I want to execute web scraping with a set of categories, and each category also has a list of URLs. So I decided to call a function based only on each category in the main function, and within the inner function there is a non-blocking call.
So here is the code:
def main():
loop = asyncio.get_event_loop()
b = loop.create_task(f("p", all_p_list))
f = loop.create_task(f("f", all_f_list))
loop.run_until_complete(asyncio.gather(p, f))
It should execute the f
function concurrently.
But the f
function also has to run the loop, since in the function it calls a function simultaneously, based on each URL.

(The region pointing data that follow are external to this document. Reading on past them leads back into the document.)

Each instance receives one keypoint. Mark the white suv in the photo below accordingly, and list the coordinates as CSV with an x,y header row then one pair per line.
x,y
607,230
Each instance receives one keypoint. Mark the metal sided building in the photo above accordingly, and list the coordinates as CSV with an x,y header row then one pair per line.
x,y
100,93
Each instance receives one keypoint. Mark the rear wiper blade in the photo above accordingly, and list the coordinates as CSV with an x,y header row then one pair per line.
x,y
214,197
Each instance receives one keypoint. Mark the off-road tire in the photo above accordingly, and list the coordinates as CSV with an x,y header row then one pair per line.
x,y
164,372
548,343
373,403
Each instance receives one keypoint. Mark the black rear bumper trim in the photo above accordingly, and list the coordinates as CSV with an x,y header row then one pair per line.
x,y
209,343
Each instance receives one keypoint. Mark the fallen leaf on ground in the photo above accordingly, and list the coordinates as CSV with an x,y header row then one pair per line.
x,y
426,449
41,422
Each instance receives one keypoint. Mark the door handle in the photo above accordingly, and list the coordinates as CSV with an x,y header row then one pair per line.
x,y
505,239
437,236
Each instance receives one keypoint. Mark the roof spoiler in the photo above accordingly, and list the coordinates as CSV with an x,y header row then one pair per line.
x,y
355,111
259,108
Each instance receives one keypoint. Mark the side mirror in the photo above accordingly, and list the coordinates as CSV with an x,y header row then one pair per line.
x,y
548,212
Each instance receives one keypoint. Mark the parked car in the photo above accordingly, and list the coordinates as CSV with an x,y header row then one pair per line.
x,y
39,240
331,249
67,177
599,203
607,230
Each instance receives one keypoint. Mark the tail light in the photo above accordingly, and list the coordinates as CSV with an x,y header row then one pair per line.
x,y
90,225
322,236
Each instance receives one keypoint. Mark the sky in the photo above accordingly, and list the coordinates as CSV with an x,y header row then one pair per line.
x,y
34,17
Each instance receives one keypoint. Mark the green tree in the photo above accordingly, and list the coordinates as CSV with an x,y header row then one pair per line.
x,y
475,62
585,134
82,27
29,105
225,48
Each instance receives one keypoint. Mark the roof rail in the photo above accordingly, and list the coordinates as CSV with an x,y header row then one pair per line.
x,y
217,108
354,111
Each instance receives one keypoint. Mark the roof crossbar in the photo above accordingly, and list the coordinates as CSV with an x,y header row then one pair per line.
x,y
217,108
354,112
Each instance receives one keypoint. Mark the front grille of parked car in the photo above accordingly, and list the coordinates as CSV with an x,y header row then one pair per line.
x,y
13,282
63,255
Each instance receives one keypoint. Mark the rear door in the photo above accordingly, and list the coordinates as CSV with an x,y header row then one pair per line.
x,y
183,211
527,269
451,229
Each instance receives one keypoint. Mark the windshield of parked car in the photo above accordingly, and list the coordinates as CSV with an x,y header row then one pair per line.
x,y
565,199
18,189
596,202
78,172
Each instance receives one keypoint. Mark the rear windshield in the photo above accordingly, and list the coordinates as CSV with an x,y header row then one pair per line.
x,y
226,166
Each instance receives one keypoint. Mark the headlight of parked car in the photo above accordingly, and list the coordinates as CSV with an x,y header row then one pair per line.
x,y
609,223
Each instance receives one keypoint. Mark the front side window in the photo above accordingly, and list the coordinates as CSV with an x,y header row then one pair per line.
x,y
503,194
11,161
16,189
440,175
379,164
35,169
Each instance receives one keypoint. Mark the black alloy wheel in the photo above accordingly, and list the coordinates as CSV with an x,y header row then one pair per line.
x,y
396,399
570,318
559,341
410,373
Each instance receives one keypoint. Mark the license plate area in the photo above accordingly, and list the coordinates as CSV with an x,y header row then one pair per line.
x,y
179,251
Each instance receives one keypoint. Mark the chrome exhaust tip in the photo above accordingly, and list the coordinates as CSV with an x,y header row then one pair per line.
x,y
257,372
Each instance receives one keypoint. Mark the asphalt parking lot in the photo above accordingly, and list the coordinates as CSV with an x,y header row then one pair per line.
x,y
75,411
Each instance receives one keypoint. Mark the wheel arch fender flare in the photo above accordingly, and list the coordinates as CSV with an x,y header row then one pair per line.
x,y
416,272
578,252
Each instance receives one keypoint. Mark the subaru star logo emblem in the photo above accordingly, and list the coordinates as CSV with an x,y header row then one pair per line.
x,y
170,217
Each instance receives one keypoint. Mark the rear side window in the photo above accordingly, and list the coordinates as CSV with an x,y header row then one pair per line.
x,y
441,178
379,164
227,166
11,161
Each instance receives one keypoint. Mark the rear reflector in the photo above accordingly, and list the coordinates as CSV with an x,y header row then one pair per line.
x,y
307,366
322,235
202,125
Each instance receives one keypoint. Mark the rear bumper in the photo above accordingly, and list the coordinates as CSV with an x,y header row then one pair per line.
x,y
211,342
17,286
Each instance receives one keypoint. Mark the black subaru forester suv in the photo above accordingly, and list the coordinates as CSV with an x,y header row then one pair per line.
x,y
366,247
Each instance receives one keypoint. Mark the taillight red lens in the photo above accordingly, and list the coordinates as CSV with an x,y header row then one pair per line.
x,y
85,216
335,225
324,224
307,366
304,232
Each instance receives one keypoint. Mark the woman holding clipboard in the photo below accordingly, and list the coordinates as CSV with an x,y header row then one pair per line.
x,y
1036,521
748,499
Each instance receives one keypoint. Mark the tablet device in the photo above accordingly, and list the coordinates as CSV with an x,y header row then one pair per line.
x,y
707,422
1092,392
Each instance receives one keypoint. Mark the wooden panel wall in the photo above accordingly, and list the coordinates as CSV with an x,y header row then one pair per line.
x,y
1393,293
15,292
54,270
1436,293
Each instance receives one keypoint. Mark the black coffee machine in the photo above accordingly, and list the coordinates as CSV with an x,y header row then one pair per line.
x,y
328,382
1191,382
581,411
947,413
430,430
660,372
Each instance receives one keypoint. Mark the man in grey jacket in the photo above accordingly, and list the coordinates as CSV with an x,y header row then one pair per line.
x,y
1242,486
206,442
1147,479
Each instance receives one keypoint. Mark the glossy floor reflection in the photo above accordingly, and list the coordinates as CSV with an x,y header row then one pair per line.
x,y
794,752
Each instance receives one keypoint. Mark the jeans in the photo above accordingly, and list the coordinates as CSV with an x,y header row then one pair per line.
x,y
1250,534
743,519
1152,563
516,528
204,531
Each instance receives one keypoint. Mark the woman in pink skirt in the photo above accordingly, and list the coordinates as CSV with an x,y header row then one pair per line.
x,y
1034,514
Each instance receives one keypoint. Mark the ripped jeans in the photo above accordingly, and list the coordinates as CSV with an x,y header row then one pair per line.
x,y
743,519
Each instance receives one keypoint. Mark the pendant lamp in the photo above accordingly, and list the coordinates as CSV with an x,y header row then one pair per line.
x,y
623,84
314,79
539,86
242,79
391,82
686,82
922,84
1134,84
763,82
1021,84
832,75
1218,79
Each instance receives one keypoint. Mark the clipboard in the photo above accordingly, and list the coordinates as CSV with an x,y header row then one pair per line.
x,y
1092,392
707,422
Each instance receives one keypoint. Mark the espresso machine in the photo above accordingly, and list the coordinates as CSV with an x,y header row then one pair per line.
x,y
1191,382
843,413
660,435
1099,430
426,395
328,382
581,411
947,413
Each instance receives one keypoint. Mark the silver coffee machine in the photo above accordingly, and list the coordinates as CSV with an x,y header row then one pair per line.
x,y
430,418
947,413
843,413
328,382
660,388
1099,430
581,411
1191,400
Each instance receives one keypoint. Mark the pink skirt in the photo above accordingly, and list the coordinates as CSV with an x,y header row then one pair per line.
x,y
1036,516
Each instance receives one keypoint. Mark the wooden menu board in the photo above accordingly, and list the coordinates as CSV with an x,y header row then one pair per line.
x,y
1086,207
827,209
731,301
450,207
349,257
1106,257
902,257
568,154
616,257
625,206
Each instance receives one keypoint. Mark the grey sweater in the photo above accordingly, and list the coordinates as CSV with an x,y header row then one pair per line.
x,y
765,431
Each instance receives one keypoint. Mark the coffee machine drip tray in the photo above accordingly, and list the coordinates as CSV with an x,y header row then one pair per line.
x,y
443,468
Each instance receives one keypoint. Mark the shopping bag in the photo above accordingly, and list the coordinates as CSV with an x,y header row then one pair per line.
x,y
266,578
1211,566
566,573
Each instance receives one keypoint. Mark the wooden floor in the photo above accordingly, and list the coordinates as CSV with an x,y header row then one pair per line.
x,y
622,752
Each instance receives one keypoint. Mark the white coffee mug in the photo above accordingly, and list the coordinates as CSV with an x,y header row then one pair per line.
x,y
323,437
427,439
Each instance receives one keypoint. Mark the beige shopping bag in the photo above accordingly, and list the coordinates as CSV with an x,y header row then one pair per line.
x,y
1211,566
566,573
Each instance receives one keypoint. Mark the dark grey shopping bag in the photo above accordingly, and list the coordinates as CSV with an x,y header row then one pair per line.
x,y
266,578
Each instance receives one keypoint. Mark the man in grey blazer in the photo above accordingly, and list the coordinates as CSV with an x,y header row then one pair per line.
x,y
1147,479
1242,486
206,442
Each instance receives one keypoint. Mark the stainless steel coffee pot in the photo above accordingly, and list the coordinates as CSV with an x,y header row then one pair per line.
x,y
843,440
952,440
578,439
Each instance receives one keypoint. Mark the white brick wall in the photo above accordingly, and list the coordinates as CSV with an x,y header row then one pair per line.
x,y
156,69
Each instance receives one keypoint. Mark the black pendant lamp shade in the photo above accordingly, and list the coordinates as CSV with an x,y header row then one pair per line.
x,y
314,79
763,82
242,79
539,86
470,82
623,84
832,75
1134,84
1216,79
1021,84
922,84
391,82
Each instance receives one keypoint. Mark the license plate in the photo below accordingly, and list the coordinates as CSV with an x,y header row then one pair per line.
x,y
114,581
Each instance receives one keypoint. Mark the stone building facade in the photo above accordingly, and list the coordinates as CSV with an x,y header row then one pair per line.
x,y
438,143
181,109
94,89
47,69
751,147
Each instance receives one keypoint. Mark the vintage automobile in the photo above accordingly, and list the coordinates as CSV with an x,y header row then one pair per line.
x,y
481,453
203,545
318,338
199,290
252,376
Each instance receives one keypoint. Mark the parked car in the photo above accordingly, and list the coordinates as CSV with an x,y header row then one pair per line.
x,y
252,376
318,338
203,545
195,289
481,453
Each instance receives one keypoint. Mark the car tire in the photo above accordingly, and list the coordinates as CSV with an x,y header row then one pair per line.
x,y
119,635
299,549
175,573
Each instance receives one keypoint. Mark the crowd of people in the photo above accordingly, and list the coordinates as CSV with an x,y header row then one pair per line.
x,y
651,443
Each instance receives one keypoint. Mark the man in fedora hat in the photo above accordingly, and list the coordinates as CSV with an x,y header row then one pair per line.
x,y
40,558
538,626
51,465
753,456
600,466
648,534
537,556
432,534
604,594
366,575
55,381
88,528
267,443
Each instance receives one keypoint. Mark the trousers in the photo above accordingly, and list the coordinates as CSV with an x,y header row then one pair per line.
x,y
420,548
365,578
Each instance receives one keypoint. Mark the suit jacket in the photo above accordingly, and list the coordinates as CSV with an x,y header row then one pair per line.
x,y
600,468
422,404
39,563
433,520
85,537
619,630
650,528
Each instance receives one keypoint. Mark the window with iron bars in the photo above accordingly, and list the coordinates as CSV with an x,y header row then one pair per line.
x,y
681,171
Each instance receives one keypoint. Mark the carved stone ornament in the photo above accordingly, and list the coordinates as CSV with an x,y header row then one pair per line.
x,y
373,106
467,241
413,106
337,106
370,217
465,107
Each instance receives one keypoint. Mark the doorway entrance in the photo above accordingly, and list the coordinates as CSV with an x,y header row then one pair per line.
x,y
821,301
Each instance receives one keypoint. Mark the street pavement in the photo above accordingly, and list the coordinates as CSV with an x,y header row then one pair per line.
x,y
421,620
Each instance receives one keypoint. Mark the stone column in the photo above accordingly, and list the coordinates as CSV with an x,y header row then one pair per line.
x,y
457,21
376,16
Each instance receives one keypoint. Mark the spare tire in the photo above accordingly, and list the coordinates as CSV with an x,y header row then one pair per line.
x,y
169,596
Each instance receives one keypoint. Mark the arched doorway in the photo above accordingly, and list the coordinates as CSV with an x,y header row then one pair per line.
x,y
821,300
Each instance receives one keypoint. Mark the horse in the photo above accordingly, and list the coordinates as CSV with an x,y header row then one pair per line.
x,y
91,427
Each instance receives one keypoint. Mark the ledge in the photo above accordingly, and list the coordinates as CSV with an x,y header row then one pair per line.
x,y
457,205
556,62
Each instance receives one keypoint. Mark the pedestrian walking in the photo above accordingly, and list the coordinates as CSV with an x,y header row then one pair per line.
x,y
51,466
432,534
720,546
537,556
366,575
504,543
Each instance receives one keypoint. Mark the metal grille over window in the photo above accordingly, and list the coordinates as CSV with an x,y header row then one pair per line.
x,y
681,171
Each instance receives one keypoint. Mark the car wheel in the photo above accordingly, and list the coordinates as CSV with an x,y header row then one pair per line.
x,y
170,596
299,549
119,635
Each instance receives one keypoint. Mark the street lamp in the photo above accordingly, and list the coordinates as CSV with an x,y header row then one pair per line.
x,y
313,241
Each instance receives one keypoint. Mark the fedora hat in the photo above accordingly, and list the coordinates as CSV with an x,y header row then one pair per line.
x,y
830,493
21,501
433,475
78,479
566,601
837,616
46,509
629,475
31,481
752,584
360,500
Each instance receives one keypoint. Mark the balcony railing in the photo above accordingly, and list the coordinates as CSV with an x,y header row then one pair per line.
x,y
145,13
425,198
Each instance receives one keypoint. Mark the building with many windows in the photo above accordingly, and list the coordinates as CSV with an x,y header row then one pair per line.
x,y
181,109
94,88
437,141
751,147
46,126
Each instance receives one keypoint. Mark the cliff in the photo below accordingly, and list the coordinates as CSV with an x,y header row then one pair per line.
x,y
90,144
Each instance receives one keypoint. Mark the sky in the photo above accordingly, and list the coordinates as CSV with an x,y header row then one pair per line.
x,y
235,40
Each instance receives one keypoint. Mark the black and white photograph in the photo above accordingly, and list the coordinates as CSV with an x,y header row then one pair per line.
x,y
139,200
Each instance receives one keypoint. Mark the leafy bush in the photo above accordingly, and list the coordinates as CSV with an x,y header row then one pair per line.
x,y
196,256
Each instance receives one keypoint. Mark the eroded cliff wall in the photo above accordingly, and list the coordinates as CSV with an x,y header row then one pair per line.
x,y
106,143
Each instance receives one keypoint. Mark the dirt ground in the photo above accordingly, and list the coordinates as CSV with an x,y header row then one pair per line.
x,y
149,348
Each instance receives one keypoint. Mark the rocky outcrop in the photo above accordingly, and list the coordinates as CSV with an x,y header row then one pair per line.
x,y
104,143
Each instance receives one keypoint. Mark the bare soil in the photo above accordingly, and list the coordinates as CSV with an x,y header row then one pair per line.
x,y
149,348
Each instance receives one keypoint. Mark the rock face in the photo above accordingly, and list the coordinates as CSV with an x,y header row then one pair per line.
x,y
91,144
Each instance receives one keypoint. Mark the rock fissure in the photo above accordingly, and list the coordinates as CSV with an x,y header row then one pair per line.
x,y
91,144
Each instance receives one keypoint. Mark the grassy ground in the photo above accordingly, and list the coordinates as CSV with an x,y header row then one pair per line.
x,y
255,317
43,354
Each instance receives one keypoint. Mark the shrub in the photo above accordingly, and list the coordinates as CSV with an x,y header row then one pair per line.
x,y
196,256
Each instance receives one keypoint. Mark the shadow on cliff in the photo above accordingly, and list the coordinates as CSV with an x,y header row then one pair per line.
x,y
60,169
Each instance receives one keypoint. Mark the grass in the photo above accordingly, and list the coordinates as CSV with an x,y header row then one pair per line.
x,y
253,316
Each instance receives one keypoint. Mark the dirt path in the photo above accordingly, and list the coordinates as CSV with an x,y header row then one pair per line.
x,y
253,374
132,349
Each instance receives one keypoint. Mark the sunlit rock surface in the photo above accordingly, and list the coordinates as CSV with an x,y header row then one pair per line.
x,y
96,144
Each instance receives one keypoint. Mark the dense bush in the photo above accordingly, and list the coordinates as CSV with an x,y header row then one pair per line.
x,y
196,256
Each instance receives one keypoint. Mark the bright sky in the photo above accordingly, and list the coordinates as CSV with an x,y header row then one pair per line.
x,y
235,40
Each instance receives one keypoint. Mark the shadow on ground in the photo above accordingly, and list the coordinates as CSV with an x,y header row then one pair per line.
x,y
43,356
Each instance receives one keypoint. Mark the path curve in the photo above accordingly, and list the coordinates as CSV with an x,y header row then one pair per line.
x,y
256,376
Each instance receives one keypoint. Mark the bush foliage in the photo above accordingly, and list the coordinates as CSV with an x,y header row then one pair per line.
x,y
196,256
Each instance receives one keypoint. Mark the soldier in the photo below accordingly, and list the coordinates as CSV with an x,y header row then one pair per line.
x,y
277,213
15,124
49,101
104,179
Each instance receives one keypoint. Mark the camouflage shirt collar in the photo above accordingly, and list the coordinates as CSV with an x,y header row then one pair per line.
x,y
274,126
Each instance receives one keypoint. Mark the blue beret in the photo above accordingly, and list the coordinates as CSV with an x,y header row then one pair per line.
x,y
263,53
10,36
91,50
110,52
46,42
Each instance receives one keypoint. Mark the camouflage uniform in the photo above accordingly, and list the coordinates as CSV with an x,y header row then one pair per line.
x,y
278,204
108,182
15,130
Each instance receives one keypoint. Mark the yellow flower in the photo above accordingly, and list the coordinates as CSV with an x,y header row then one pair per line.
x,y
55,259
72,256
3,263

async def f(category, total):
urls = [urls_template[category].format(t) for t in t_list]
soups_coro = map(parseURL_async, urls)
loop = asyncio.get_event_loop()
result = await loop.run_until_complete(asyncio.gather(*soups_coro))
But after I run the script, it got an This event loop is already running
error, and I found that it is because I call loop.run_until_complete()
in both inner and outer functions.
However, when I strip the run_until_complete()
, and just call f()
in the main()
, the function call immediately got finished and it cannot wait for the inner function to finish. So it is inevitable to call the loop in the main()
. But then I think it is incompatible with the inner function, which also must call it.
How can I deal with the problem and run the loop? The orinigal code is all in the same main()
and it worked, but I want to make it cleaner if possible.